The study population was predominantly:
- Head and neck cancers: 52%
- Lung cancers: 36%
- Two or more prior lines of therapy: 29%
Patients were randomized 1:1 to:
- Nivolumab: 20 mg IV every 2 weeks
- Standard chemotherapy: docetaxel or paclitaxel
Treatment was continued until progression or intolerable toxicity. The primary endpoint was overall survival (OS).
Efficacy outcomes:
- Overall survival (OS): Ultra-low-dose nivolumab significantly improved median OS to 5.88 months (95% CI, 4.99–7.13) versus 4.70 months with chemotherapy (95% CI, 3.91–5.65), with a hazard ratio of 0.80 (95% CI, 0.66–0.97; p = .022).

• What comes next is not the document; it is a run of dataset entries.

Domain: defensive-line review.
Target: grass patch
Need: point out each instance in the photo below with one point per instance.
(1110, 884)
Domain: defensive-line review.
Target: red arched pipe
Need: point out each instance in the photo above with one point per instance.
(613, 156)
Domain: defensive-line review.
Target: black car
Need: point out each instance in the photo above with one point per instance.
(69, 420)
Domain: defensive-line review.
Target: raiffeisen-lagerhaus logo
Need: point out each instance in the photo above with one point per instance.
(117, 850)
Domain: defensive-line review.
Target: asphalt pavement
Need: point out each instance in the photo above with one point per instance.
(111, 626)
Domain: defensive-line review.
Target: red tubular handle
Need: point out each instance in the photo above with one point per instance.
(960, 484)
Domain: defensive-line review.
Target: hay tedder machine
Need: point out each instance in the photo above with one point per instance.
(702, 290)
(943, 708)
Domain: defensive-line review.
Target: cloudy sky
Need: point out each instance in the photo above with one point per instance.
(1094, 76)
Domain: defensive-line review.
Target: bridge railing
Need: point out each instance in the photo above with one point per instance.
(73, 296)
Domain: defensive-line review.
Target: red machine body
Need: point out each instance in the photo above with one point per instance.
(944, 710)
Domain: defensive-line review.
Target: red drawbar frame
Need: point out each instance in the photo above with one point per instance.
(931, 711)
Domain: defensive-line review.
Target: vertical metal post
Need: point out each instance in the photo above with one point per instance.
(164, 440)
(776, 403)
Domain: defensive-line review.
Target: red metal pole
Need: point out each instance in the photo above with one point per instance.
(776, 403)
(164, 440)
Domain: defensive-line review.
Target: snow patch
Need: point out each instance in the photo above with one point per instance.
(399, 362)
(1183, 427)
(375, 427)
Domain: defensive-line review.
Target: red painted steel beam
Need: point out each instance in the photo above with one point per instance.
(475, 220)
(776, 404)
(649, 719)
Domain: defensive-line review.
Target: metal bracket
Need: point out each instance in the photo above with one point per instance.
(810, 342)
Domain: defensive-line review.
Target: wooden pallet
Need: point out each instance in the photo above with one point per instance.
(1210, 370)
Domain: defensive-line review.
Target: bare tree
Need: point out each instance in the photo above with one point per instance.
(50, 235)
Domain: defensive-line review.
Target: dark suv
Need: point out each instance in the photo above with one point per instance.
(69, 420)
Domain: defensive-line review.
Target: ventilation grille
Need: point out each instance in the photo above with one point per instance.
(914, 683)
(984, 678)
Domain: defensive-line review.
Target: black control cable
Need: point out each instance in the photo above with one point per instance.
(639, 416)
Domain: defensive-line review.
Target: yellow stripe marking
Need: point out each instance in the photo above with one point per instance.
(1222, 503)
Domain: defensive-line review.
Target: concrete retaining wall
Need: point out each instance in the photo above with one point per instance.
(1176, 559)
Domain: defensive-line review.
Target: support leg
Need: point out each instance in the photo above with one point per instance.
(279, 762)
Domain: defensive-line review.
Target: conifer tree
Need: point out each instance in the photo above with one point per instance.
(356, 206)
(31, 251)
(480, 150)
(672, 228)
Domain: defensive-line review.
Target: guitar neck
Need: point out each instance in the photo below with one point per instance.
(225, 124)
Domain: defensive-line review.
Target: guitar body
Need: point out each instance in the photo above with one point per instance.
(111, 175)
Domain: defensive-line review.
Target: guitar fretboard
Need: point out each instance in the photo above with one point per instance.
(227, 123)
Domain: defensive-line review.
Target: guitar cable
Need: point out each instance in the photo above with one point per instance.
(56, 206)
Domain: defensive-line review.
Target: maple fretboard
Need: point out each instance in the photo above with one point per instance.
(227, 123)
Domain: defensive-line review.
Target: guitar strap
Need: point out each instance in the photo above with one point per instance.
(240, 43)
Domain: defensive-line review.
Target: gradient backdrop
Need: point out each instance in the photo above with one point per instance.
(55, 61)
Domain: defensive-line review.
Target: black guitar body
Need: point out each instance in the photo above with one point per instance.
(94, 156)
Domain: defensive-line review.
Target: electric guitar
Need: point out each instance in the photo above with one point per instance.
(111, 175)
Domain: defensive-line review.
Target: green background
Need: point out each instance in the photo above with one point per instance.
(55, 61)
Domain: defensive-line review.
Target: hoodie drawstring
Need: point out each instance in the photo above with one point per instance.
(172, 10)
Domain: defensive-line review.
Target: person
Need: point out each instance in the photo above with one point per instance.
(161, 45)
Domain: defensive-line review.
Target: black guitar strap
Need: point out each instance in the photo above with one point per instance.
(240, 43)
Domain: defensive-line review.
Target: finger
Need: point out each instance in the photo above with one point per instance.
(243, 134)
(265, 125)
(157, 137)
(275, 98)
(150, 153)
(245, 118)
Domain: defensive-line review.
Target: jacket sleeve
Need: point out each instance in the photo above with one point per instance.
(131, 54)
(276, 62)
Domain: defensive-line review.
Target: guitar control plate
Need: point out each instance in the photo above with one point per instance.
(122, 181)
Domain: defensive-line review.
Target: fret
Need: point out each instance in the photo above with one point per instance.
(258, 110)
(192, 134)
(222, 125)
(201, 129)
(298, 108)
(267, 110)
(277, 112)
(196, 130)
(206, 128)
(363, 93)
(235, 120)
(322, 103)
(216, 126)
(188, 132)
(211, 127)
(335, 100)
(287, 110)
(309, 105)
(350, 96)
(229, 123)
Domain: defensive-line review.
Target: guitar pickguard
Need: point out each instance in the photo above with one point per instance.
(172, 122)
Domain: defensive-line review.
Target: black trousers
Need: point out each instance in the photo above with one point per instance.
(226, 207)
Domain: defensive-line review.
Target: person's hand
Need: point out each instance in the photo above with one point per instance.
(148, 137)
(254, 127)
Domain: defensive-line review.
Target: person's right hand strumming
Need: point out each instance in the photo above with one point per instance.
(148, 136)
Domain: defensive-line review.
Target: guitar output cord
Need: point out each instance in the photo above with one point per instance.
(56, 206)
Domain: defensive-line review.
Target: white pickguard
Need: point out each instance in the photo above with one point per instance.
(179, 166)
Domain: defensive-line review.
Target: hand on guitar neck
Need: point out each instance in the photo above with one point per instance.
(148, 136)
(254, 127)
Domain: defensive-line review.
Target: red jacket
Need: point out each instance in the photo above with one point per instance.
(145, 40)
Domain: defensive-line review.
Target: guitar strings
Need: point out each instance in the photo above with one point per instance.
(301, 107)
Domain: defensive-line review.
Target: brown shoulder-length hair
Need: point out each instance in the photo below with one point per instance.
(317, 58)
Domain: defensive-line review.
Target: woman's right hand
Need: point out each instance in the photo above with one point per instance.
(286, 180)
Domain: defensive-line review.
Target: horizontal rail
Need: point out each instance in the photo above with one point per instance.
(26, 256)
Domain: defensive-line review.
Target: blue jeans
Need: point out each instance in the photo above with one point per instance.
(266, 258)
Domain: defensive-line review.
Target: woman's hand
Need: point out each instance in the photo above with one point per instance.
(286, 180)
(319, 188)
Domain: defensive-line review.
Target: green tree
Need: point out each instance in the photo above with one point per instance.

- One-year OS: Higher with nivolumab (27.3% vs 16.9%).
- Progression-free survival (PFS): Similar between arms—2.04 months (95% CI, 2.00–2.10) with nivolumab versus 2.09 months (95% CI, 2.04–2.17) with chemotherapy (HR 1.03; 95% CI, 0.86–1.23; p = .77).
Safety and quality of life:
- Grade ≥3 treatment-related adverse events: Less frequent with nivolumab (42.5% vs 60.8%; p < .001).
- Quality of life: Reported as significantly better with nivolumab.
Overall, ultra-low-dose nivolumab provided a statistically significant OS benefit over standard chemotherapy in previously treated solid tumors, with reduced toxicity and improved quality of life, supporting reconsideration of dosing strategies for immune checkpoint inhibitors and potential implications for broader global access.